L'employeur avait bien effectué la déclaration préalable à l’embauche auprès de l’URSSAF, ce qui permet d’obtenir automatiquement la demande d’examen médical destiné au service de santé au travail.

L’employeur plaidait par conséquent que la déclaration préalable à l’embauche justifiait qu’il avait accompli les formalités nécessaires pour qu’une visite médicale ait lieu. Il ne pouvait par conséquent être tenu pour responsable de l’absence de visite médicale si les services de médecin du travail n’avaient pas convoqué le salarié.

La Cour de Cassation (18 décembre 2013 n°12-15454)considère qu’il n’en ait rien. Elle rappelle que la tenue de la visite médicale d’embauche relève d’une obligation de sécurité de résultat de l’employeur.

Ainsi, il a l’obligation par tous moyens de faire passer cette visite médicale d’embauche.
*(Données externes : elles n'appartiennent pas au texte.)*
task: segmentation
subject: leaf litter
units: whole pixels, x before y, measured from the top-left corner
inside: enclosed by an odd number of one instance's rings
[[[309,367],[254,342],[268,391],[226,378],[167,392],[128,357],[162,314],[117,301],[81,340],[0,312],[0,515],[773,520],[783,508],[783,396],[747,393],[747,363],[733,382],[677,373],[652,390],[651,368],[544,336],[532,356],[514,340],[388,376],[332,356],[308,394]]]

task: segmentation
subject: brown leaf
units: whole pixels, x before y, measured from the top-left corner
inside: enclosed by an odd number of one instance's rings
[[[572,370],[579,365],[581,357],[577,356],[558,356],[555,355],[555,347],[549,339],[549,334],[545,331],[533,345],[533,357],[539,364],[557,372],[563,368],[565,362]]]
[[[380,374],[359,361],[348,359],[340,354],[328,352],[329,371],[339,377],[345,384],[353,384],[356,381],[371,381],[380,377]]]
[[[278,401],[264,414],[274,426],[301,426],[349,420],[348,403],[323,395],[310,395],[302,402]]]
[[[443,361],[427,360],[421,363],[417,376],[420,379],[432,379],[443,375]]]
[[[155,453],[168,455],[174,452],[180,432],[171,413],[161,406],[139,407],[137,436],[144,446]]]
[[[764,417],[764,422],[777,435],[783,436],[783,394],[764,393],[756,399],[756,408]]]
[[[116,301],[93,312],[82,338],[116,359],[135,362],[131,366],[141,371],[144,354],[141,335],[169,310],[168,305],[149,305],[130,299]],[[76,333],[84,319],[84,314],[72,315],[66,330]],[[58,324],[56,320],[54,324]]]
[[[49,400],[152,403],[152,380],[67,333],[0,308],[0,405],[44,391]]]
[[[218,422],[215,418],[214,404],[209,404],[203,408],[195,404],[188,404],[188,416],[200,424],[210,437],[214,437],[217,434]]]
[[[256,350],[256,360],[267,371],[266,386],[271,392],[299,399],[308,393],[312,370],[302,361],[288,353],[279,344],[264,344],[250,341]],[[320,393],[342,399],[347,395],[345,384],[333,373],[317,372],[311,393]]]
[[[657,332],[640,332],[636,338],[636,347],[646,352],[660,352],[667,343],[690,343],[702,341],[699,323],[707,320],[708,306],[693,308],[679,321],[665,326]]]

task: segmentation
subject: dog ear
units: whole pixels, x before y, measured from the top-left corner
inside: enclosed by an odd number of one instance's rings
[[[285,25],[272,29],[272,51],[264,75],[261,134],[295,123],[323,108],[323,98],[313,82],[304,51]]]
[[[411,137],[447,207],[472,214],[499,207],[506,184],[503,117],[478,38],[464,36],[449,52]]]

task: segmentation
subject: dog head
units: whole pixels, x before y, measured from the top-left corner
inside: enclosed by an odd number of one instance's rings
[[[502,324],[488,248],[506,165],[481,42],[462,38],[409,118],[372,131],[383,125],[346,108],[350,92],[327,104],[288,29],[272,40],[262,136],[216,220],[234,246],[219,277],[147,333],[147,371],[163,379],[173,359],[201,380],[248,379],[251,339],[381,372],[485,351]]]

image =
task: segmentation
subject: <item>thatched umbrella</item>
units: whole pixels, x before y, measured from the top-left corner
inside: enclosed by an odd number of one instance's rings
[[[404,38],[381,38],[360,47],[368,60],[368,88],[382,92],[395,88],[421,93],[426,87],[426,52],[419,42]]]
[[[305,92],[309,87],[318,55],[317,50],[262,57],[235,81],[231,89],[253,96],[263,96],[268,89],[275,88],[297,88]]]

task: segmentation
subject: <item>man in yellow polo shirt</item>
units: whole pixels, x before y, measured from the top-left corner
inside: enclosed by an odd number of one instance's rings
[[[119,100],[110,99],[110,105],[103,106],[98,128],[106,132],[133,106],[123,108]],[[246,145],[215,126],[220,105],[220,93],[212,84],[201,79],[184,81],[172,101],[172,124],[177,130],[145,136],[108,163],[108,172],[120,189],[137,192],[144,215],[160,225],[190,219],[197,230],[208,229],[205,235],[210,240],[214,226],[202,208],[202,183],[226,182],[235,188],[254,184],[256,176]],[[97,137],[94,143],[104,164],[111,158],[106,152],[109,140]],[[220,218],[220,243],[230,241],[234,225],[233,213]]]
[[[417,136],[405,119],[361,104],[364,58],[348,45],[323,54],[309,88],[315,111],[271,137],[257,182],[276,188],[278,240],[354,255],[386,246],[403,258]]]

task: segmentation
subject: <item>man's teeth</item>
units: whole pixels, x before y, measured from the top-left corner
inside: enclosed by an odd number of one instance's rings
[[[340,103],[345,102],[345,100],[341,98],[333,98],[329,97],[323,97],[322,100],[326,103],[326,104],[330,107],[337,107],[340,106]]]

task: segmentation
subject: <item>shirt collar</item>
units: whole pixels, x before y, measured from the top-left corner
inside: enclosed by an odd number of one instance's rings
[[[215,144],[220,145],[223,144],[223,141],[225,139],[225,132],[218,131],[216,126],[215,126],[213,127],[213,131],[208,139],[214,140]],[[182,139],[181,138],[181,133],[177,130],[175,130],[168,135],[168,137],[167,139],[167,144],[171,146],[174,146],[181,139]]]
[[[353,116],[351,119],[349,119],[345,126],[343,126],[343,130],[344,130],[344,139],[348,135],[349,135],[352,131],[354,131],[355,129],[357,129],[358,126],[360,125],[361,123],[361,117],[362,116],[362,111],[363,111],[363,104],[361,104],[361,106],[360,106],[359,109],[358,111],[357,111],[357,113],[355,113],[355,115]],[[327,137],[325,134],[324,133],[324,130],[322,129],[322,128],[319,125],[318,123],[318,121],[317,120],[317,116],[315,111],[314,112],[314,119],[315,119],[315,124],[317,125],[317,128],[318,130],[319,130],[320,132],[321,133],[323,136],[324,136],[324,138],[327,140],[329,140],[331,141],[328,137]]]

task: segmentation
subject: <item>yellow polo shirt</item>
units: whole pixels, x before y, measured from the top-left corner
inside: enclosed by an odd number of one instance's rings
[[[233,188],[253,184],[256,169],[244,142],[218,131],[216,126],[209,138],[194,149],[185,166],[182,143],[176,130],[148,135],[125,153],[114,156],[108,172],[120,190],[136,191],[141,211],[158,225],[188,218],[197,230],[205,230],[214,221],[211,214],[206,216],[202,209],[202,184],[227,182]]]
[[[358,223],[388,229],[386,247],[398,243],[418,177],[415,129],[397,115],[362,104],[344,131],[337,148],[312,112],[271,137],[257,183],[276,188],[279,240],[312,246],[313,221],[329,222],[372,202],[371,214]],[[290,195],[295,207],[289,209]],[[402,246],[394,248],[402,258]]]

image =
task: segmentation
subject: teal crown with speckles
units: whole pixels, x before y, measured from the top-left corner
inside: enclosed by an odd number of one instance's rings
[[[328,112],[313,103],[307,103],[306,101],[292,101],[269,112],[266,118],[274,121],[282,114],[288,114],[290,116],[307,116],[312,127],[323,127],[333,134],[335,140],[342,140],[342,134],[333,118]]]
Classiquement, elle précise dans cet arrêt que le salarié aurait donc dû obtenir des dommages et intérêts selon le préjudice qu’il avait obligatoirement subi du fait de cette absence de visite médicale.

La Cour de Cassation a donc renvoyé les parties devant une Cour d’Appel afin que les dommages et intérêts soient alloués au salarié.

Il importe peu que la santé du salarié avait ensuite empêché d’exercer ou non l’emploi pour lequel il avait été embauché. La Cour de Cassation considère en réalité qu’il subit obligatoirement un préjudice dont le juge doit fixer la réparation (Cour de Cassation sociale, 11 juillet 2012, n°11-11709).